Politics, government and public life for Southern California

The ATM effect: LA's the place for campaign cash

Obama For America "30 Days To Victory" Fundraising Concert In Los Angeles

Kevin Winter/Getty Images

President Barack Obama appeared at a fundraising concert at the Nokia Theater last October in Los Angeles.

 

A late but interesting tidbit from the 2012 presidential election: when it came to fundraising, all roads led to L.A.

Los Angeles County donors were the top sources of campaign cash to candidates and political action committees last year, according to an analysis by The Sunlight Foundation, a nonpartisan group that tracks money in politics.

It's no wonder that Democrat-dominant L.A. is seen more as an ATM for President Barack Obama than a place to stump for votes. Los Angeles voters put up with traffic jams but don't often see the person whose visit causes them — he's busy hitting up the heavy donors.

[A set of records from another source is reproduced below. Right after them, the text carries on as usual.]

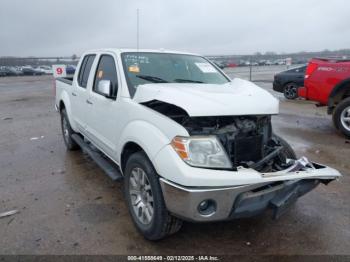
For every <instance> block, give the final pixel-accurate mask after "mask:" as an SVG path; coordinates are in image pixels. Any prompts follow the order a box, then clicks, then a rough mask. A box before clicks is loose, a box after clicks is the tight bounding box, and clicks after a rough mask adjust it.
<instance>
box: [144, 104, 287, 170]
mask: <svg viewBox="0 0 350 262" xmlns="http://www.w3.org/2000/svg"><path fill="white" fill-rule="evenodd" d="M144 105H145V106H147V107H149V108H152V109H153V110H155V111H157V112H159V113H162V114H164V115H166V116H168V117H169V118H171V119H173V120H174V121H176V122H177V123H179V124H180V125H182V126H183V127H184V128H185V129H186V130H187V131H188V133H189V134H190V135H191V136H216V137H217V138H218V139H219V141H220V142H221V144H222V146H223V147H224V149H225V150H226V154H227V156H228V157H229V159H230V160H231V162H232V166H233V169H235V170H237V168H238V167H245V168H253V169H255V170H257V171H259V172H277V171H281V170H284V169H287V168H288V167H289V166H290V165H291V164H290V163H288V161H287V159H288V158H289V157H291V156H290V154H289V156H288V153H286V152H285V151H286V148H285V144H284V143H286V142H285V141H281V138H279V137H278V136H276V135H274V134H273V132H272V126H271V116H266V115H262V116H210V117H190V116H189V115H188V114H187V113H186V111H184V110H183V109H182V108H180V107H177V106H175V105H171V104H167V103H164V102H161V101H156V100H154V101H151V102H148V103H145V104H144Z"/></svg>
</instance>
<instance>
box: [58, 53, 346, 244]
mask: <svg viewBox="0 0 350 262" xmlns="http://www.w3.org/2000/svg"><path fill="white" fill-rule="evenodd" d="M56 109H57V110H58V112H60V114H61V120H62V121H61V124H62V132H63V138H64V142H65V144H66V146H67V148H68V150H76V149H79V148H82V149H83V151H84V152H86V153H88V154H89V155H90V156H91V158H92V159H93V160H95V161H96V163H97V164H98V165H99V166H101V168H102V169H103V170H104V171H105V172H106V173H107V174H108V175H109V176H110V177H112V178H113V179H114V180H119V179H123V180H124V186H125V198H126V201H127V204H128V208H129V211H130V215H131V217H132V219H133V222H134V224H135V226H136V227H137V228H138V230H139V231H140V232H141V233H142V234H143V235H144V236H145V237H146V238H147V239H150V240H157V239H161V238H163V237H165V236H167V235H169V234H172V233H175V232H177V231H178V230H179V229H180V227H181V225H182V221H183V220H188V221H197V222H209V221H219V220H229V219H235V218H243V217H250V216H253V215H256V214H258V213H261V212H263V211H264V210H265V209H267V208H272V209H273V210H274V216H275V217H279V216H280V215H281V214H283V213H284V212H285V211H286V210H287V209H288V207H289V206H290V205H291V204H293V203H294V202H295V201H296V200H297V199H298V198H299V197H300V196H302V195H304V194H306V193H307V192H309V191H311V190H312V189H314V188H316V187H317V186H318V185H319V184H320V183H322V184H328V183H329V182H331V181H333V180H335V179H337V178H339V177H340V174H339V172H338V171H336V170H334V169H332V168H330V167H327V166H324V165H321V164H316V163H312V162H309V161H308V160H307V159H306V158H305V157H303V158H300V159H297V157H296V155H295V153H294V151H293V149H292V148H291V147H290V146H289V145H288V143H287V142H286V141H285V140H283V139H282V138H280V137H278V136H277V135H275V134H274V133H273V131H272V127H271V117H272V116H273V115H276V114H278V112H279V103H278V100H277V99H275V98H274V97H273V96H272V95H271V94H269V93H268V92H267V91H265V90H263V89H261V88H259V87H258V86H256V85H255V84H253V83H251V82H248V81H245V80H242V79H238V78H235V79H233V80H230V78H229V77H227V76H226V75H225V74H224V73H223V72H222V71H221V70H220V69H219V68H218V67H217V66H216V65H215V64H213V63H211V62H210V61H208V60H207V59H206V58H204V57H202V56H199V55H194V54H187V53H180V52H167V51H152V50H120V49H104V50H95V51H90V52H87V53H85V54H84V55H83V56H82V59H81V61H80V62H79V65H78V68H77V71H76V74H75V76H74V78H73V79H68V78H64V79H63V78H61V79H57V80H56Z"/></svg>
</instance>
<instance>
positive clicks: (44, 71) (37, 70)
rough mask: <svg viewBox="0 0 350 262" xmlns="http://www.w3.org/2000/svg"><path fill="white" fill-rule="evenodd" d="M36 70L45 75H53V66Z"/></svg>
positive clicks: (44, 66)
mask: <svg viewBox="0 0 350 262" xmlns="http://www.w3.org/2000/svg"><path fill="white" fill-rule="evenodd" d="M35 70H37V71H40V72H42V73H43V74H44V75H52V74H53V71H52V67H51V66H39V67H37V68H35Z"/></svg>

The Sunlight Foundation totes up the money spent on political campaigns and maps it by county, with a neat slider bar allowing the viewer to animate the display over time.

What it shows is that L.A. individual donors put $149 million into political campaigns in 2012. That works out to about $15 for every single one of the county's 9.9 million residents. Political giving, of course, is not spread out evenly, it tends to be concentrated among the wealthy.

Some 58 percent of L.A. County donations went to Democrats; in neighboring Orange County, 60 percent of the donations went to Republicans. Republicans claimed 68 percent of donations in Riverside County, and 50 percent in San Bernardino County

Third party candidates got very little from Los Angeles County donors, less than one-quarter of one percent of all donations nationwide came from L.A. County.